Biddle testified that he had some 3,000 hours of in-service training in narcotics with various law enforcement agencies in this state and had attended a drug seminar pertaining to dangerous drugs, and had made numerous arrests for possession of drugs having similar appearance as the tablet in the shaving kit and the ones discovered in the search of the vehicle. Having such expert knowledge in narcotics detection, Biddle was justified in making the arrest upon sighting the tablet which he believed to be contraband. The fact that he did not ask petitioner if he had a prescription for the amphetamine tablet is immaterial. The test is probable cause to believe, not absolute certainty, that a felony has been committed. Based on his previous experiences, Biddle could reasonably conclude that, more likely than not, an individual possessing amphetamine or other narcotics in public does so without any prescription.
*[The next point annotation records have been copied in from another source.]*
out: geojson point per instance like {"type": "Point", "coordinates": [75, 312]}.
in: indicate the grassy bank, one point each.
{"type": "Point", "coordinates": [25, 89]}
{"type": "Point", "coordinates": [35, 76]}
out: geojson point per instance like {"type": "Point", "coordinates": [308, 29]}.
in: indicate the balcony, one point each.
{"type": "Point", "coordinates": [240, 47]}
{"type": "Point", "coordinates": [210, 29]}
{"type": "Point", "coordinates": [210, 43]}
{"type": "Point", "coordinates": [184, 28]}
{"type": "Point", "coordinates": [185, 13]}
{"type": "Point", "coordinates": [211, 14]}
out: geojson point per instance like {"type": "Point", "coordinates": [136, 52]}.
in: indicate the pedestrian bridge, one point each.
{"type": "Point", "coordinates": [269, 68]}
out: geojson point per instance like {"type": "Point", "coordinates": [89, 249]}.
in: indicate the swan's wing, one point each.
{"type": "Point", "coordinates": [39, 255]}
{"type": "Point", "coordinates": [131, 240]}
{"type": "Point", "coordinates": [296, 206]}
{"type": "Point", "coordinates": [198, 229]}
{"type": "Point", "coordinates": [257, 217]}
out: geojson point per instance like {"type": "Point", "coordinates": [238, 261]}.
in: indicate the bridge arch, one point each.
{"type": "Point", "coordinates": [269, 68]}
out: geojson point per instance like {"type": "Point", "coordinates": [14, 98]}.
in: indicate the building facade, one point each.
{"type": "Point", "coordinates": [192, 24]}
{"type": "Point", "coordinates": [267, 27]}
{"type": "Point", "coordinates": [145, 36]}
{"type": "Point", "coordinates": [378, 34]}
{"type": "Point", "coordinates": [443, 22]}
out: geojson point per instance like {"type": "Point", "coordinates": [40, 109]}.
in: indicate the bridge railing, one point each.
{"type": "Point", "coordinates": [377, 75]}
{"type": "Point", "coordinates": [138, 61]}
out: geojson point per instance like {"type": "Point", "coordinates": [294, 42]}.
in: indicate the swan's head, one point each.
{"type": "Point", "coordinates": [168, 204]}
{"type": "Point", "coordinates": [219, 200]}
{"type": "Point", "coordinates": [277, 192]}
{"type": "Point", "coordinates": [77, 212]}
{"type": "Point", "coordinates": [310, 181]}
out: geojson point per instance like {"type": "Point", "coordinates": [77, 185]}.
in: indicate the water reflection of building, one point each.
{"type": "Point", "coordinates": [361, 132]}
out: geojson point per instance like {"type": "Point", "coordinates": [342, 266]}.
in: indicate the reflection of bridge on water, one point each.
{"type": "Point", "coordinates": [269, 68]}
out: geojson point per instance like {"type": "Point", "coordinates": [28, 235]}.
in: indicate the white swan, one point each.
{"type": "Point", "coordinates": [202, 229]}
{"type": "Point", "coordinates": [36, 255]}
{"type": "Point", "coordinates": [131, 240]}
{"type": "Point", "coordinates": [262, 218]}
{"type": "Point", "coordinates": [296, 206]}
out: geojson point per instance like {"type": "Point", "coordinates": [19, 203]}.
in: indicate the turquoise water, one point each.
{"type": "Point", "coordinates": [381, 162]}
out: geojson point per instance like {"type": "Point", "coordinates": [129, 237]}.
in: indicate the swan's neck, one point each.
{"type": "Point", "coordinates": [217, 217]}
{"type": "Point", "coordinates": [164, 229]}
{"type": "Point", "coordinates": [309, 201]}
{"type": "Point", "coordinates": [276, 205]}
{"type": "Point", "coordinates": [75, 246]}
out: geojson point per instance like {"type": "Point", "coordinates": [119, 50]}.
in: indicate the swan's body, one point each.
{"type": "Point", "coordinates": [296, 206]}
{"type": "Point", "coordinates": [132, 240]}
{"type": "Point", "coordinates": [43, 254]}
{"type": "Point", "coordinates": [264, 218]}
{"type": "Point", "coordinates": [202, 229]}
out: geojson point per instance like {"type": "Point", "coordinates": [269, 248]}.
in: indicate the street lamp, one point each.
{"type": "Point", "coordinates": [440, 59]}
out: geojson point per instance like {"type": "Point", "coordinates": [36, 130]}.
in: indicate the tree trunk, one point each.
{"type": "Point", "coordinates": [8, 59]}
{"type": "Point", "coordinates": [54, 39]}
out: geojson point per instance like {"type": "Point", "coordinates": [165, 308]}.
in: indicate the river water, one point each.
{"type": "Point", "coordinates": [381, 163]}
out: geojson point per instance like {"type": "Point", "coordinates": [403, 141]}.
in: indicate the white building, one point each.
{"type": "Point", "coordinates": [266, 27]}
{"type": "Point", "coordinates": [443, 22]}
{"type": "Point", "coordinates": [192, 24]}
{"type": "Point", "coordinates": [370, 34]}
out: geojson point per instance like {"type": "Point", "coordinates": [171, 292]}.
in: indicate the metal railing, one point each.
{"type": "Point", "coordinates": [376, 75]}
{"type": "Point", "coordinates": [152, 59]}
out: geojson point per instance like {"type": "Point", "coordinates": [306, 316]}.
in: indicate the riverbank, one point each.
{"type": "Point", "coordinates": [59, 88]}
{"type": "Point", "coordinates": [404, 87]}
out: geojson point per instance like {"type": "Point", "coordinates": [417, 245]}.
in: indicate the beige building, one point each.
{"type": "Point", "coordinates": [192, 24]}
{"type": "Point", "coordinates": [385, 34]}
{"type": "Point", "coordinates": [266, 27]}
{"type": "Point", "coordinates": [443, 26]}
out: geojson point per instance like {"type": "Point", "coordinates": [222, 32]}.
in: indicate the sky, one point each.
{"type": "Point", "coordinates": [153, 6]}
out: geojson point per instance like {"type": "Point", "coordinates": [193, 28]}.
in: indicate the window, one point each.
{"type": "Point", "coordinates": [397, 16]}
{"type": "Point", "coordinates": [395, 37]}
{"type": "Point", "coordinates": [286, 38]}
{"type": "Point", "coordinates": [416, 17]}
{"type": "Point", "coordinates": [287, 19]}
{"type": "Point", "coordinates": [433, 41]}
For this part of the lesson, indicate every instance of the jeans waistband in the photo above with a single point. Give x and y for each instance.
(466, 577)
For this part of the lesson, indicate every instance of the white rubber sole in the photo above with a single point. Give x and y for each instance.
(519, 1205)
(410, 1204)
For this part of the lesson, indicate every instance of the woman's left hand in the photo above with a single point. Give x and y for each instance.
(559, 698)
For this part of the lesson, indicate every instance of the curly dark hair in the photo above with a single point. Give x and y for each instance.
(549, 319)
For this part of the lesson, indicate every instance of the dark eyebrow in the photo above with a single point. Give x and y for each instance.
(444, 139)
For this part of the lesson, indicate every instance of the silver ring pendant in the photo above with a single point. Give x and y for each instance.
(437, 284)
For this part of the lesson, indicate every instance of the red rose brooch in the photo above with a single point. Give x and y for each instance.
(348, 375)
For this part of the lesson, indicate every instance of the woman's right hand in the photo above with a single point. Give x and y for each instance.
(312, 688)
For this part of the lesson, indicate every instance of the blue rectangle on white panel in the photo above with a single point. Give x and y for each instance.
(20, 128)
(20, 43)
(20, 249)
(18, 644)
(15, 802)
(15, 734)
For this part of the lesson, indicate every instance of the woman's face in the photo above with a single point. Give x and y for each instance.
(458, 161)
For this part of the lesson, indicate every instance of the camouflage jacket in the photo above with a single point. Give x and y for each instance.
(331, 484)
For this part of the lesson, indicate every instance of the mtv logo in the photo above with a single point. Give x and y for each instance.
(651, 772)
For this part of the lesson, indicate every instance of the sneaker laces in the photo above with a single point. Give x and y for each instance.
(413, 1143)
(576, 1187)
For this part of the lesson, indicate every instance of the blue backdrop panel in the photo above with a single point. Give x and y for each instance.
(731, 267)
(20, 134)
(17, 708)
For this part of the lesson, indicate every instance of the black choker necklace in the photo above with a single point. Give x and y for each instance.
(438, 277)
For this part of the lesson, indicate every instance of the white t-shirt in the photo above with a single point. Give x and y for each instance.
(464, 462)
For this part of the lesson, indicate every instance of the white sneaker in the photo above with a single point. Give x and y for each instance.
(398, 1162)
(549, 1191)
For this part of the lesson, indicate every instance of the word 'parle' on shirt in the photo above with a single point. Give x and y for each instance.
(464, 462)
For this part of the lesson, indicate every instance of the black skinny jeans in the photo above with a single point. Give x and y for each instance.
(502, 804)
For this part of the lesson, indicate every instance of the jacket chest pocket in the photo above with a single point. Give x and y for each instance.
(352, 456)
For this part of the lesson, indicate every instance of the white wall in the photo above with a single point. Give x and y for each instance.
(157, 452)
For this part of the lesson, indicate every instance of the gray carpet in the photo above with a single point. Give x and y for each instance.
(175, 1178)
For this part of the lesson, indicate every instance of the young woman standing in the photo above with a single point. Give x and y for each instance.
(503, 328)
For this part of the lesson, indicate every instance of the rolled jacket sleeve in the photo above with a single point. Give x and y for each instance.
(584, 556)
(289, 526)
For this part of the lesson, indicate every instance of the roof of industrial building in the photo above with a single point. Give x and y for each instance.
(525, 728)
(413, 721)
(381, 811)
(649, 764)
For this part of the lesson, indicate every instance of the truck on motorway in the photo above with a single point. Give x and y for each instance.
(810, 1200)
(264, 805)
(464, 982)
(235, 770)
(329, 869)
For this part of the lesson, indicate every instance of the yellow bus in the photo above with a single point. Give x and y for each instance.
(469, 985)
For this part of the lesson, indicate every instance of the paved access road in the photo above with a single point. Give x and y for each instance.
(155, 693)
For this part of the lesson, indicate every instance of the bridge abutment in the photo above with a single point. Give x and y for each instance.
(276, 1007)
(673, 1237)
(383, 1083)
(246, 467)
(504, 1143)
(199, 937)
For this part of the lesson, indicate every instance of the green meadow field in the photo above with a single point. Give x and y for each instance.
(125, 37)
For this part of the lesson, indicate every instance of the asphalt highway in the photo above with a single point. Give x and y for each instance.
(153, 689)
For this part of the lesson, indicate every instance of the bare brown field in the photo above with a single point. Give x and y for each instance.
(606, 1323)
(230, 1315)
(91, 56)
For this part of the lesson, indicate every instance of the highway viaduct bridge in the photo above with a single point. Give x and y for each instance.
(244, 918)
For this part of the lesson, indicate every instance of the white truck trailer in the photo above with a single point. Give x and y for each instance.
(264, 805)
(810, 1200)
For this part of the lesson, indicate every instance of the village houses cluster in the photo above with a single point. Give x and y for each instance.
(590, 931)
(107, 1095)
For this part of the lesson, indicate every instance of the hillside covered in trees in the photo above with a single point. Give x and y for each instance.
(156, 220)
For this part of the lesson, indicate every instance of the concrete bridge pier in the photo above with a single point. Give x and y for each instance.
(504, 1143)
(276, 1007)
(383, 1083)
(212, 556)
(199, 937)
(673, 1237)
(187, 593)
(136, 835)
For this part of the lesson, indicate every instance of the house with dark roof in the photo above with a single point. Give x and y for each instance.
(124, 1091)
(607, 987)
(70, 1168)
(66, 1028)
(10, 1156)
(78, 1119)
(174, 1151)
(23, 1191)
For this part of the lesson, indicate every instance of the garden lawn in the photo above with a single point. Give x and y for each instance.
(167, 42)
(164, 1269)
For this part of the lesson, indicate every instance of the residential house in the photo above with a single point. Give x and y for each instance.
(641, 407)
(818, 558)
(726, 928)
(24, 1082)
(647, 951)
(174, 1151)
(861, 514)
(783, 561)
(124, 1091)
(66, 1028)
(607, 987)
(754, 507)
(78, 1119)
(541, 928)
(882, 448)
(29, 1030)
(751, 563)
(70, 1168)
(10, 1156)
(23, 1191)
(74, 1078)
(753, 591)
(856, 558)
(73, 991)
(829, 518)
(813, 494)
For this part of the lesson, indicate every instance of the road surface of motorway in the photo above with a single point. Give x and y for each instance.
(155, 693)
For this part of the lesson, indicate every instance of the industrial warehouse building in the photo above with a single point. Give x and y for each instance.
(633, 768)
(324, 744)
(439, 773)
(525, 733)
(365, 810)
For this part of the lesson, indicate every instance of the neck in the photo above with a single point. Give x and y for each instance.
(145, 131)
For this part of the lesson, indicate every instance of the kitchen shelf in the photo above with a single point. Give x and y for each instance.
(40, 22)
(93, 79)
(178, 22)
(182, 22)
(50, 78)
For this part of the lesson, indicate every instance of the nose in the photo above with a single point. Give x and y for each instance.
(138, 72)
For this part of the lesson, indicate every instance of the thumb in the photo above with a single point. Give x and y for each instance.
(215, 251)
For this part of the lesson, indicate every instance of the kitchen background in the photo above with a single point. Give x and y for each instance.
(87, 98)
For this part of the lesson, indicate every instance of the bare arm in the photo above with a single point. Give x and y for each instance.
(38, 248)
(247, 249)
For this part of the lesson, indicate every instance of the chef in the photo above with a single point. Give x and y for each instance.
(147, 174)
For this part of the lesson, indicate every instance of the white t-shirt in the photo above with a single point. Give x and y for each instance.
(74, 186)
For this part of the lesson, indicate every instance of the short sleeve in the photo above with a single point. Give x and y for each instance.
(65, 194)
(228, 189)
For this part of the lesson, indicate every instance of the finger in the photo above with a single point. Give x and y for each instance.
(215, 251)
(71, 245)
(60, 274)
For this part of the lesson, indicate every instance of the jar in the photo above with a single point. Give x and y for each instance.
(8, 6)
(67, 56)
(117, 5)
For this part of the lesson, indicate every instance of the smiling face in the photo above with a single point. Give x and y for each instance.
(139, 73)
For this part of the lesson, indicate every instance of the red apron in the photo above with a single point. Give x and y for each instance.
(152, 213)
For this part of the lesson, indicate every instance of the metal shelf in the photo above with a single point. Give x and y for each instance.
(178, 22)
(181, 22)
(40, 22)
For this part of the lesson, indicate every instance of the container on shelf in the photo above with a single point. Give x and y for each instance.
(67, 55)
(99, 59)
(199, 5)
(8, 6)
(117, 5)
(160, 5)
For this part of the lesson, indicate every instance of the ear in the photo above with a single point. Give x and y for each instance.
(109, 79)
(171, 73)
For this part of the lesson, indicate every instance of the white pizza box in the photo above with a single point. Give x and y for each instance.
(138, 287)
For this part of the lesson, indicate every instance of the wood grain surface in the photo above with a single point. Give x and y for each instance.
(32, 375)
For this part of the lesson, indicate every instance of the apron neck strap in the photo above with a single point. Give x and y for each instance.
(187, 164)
The alternative writ of prohibition is discharged and the peremptory writ of prohibition is denied.

Sims, J., and Elkington, J., concurred.

FN 1. Petitioner also made a motion pursuant to Penal Code section 995 to set aside the information on the ground that defendant was committed without probable cause. This motion was also denied but review of that order is precluded in the instant proceeding because the instant petition was not filed within 15 days after the denial of such motion. (Pen. Code, ยง 999a.)

FN 2. There is no indication as to the source of this information.